IBD in DGRP Data Set

We downloaded the SNP tables generated by the DGRP project from http://www.hgsc.bcm.tmc.edu/projects/dgrp/freeze1_July_2010/snp_calls/Illumina/ (last accessed July 30, 2010) to examine identity by descent in this data set. We performed an all by all comparison between lines examining sliding windows of 1 Mb across the genome with 100 kb steps between windows. We take a simple definition of IBD here. Whenever we identified two lines that were >95% identity at SNP positions in a 1 Mb region, we labeled the pair as IBD in the identified region and masked that region of the genome in the line with lower coverage. We also dropped entirely from our analysis any lines where >50% of the genome was determined to be IBD with other lines in the population (supplementary table S1, Supplementary Material online), removing from the analysis the line with lower average sequence coverage.

We modeled 1 Mb regions of 200 chromosomes in a coalescent simulation using the parameters theta = 0.01/site and 4Nr = 10*theta to determine the number of regions of ≥95% IBD under a Wright-Fisher population model using the MACS software (Chen et al. 2009). We simulated 1000 replicates of this simulation and tabulated the number of 1 Mb regions showing ≥95% IBD in each replicate.

Alignment

We aligned reads to the D. melanogaster reference genome (version 5.13 downloaded from FlyBase, flybase.org) using the aligner BWA (version 0.5.9, Li and Durbin 2009). We used the following parameters (aln -t 8 -l 13 -m 50000000 -R 5000) followed by the command “sampe” to resolve paired end mappings (using parameters -a 5000 -N 5000 -n 500). It is important when detecting TEs that the -R during the initial alignment and the -N parameter during the “sampe” phase be set high otherwise highly repetitive sequences that would be informative of the presence of a common element will be excluded from the data by the aligner. We also used the -I option for the DGRP lines, but not the DSPR, due to the differences in Illumina quality score output format as the two data sets were sequenced at different times. The -m parameter from the initial alignment step and the -n parameter from the paired-end resolution step deal with how BWA treats multiply aligning reads. An additional caveat is that some TE families, most notably the P-element family, is absent from the D. melanogaster reference sequence. Such families in the sequenced genomes will not align to the reference genome we used even if they are present in the sampled lines.

Transposable Element Detection

Transposable elements were detected by first identifying all reads that were aligned to an annotated TE in the reference genome (supplementary fig. S1, Supplementary Material online). We then identified the mates of these reads and selected only those mates which did not align to an annotated TE. These reads identify the set of read-pairs which span a TE insertion. The uniquely mapping, non-TE reads were then clustered based on their start position and chromosomal strand to identify putative TEs. Clusters on the plus strand were matched to clusters on the minus strand to produce pairs of clusters indicating either end of the putative TE. Once clusters were identified, we filtered out all events which contained fewer than three read-pairs consistent with a given insertion for each cluster. This means that putative events at this stage have a minimum of six read-pairs indicating the insertion, three on the plus strand and three on the minus strand.

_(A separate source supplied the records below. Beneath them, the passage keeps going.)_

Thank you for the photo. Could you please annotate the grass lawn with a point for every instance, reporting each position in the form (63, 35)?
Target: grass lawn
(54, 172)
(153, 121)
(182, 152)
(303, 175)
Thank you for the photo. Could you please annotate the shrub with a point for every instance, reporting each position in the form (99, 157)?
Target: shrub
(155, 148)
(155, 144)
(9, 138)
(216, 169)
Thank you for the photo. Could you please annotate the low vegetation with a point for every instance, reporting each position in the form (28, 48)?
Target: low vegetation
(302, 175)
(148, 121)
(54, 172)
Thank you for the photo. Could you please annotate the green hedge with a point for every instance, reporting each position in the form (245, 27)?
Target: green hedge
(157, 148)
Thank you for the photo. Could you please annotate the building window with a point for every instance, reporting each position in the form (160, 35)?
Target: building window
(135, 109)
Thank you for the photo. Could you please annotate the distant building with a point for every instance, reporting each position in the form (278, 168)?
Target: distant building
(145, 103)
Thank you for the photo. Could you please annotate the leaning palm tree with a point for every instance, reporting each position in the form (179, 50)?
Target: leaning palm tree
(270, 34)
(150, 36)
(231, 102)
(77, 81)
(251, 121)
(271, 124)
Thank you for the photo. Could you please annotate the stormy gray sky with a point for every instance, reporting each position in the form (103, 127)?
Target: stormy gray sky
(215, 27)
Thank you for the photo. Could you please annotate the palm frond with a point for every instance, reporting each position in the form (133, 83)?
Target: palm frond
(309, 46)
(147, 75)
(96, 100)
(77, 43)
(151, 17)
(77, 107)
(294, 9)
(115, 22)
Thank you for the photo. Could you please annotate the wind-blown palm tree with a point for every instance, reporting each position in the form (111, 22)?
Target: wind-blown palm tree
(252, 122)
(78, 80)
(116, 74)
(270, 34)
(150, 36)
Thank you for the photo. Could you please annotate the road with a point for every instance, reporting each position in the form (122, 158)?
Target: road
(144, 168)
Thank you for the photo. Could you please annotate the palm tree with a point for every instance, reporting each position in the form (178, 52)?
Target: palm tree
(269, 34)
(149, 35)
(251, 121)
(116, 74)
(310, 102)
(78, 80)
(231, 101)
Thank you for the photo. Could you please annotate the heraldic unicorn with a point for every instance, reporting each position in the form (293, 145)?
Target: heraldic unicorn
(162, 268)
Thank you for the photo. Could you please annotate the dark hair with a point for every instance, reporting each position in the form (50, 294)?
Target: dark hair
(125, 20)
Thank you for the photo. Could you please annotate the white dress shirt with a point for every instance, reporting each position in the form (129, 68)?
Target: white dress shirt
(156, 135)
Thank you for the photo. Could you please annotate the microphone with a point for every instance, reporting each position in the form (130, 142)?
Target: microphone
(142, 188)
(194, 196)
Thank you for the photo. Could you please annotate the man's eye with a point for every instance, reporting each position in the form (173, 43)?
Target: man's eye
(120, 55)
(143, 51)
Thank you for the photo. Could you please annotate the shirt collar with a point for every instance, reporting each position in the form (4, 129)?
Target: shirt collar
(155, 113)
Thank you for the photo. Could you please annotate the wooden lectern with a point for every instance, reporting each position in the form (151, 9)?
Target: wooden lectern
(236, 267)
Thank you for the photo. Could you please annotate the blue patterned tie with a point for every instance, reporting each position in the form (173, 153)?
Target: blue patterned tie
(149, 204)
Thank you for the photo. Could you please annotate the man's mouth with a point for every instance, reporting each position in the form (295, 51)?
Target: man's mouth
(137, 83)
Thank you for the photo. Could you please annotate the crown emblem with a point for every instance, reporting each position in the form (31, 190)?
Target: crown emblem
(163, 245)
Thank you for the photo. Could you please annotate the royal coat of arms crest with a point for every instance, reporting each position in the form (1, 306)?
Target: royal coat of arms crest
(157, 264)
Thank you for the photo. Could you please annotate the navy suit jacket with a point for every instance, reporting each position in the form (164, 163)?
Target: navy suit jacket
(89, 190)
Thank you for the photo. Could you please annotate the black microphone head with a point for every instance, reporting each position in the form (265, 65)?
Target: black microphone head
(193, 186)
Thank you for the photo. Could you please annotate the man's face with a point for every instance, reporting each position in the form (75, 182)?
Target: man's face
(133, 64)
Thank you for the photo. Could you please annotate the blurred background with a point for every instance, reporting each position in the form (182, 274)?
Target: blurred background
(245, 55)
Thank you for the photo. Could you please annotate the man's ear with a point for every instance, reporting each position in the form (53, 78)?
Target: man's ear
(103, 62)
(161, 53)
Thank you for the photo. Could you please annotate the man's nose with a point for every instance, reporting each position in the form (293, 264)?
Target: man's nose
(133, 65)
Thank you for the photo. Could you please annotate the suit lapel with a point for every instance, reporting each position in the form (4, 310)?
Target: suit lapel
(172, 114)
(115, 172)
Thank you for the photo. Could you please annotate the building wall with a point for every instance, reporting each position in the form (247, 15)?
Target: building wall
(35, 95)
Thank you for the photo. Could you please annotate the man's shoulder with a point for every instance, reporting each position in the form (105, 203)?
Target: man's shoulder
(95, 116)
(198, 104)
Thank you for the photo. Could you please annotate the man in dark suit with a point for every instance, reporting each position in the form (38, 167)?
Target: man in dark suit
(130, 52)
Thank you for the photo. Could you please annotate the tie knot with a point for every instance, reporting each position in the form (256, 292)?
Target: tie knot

We then extracted all reads and their mates that aligned to the identified regions of the genome and attempted to reconstruct the local area including the breakpoint of the TE. Because many TEs have repetitive regions at the ends of the element, we reconstructed the two breakpoints of the TE separately (see also supplementary fig. 23 from Mackay et al. 2012). Local reconstruction was done by running Phrap (version 1.090518, Ewing and Green 1998) with the following parameters (-forcelevel 10 -minscore 10 -minmatch 10). This set of parameters causes Phrap to do a Smith-Waterman comparison when it finds matches of at least 10 characters, but then relaxes the minimum alignment score and the final assembly parameters. This is necessary to reconstruct TEs because repetitive sequence within the TEs can result in a failure to reconstruct a contig if stricter assembly parameters are used. All code we developed for the detection of TEs will be freely available at www.molpopgen.org/Data/ (last accessed August 1, 2013).

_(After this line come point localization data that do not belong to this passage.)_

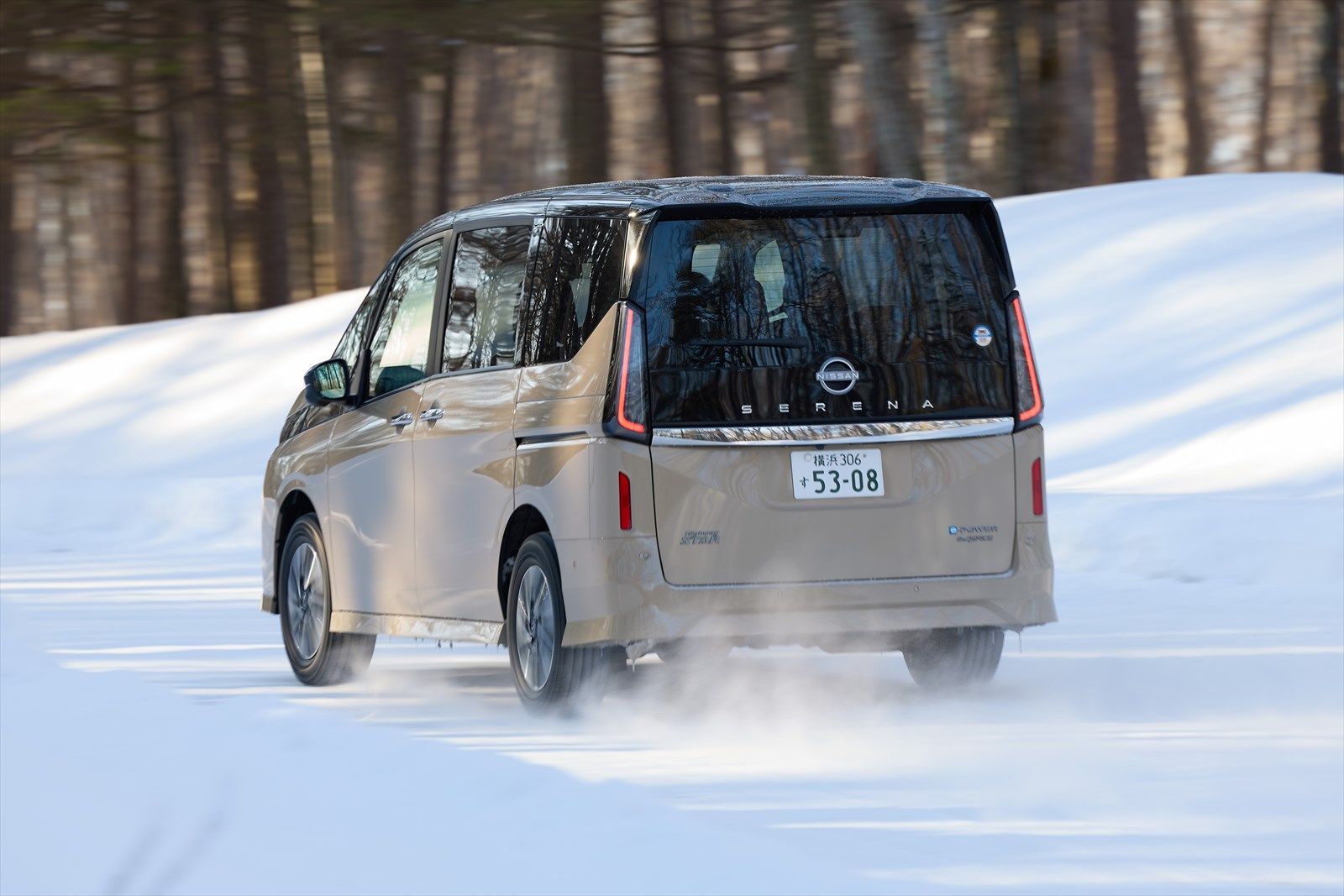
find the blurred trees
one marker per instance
(161, 157)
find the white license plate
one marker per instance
(837, 474)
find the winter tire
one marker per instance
(318, 654)
(954, 658)
(548, 676)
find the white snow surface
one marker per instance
(1182, 728)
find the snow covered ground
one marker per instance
(1180, 730)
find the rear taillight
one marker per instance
(1030, 403)
(1038, 490)
(627, 407)
(622, 485)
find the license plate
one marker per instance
(837, 474)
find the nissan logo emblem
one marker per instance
(837, 375)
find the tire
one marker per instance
(694, 652)
(548, 676)
(318, 654)
(947, 658)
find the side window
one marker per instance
(481, 320)
(580, 265)
(354, 336)
(400, 351)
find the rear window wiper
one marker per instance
(765, 343)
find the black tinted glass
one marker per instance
(488, 275)
(580, 269)
(743, 315)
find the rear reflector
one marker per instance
(622, 483)
(629, 389)
(1025, 367)
(1038, 490)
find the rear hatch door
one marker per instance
(831, 398)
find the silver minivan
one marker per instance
(672, 417)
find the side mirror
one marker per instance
(327, 382)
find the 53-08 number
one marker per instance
(837, 474)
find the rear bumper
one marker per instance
(615, 593)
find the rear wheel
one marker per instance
(318, 654)
(954, 658)
(548, 676)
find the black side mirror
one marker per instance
(327, 382)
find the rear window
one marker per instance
(743, 315)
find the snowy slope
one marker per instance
(1183, 727)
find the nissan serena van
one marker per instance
(672, 417)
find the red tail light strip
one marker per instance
(622, 484)
(625, 374)
(1032, 363)
(1038, 490)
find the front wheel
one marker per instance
(546, 676)
(318, 654)
(954, 658)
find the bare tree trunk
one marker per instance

Following reconstruction we used BlastN (verson 2.2.22) to compare reconstructed contigs to the D. melanogaster reference to confirm the presence of a TE. In most cases we were able to fully reconstruct both breakpoints of the TE. Fully reconstructed indicates that we could reconstruct a single contig which contained the breakpoint of the TE. In most cases the two breakpoints of the TE did not resolve to the same nucleotide, but instead identify the location of the target site duplication for the insertion (Linheiro and Bergman 2012, similar to fig. 1). These are cases where the upstream estimate of the breakpoint is slightly higher than the downstream estimate of the breakpoint and the difference in position can be seen as the likely span of the target site duplication. However, sometimes we were not able to fully reconstruct a contig, but instead generated two contigs; one containing uniquely aligning sequence and the other containing TE sequence. These contigs are known to belong together because reads forming one contig have their mates in the other contig. In these cases we have an approximate, but not precise, estimate of the TE breakpoint and are unable to identify the target site duplication.

After the first round of detection, we performed a second round of detection where we examined every location where a novel TE was detected in any line in all other lines. This included examining positions in one data set that were identified in the other data set. In addition we examined the locations of all known TEs in the D. melanogaster genome. For each location queried in each line, we extracted reads aligning to that location and their mates and used Phrap to reconstruct a contig. This allowed us to produce presence, absence, or missing data calls for all positions where TE was detected in all lines. The absence of a TE is determined by identifying reconstructed contigs that spanned the insertion position of the TE by at least 15 bp on either side. These absence calls were not included in Mackay et al. (2012). This also allows us to identify TEs that may be in regions of the genome with lower average sequence coverage compared with the rest of the genome provided that insertion is shared with another line where it was possible to detect the insertion.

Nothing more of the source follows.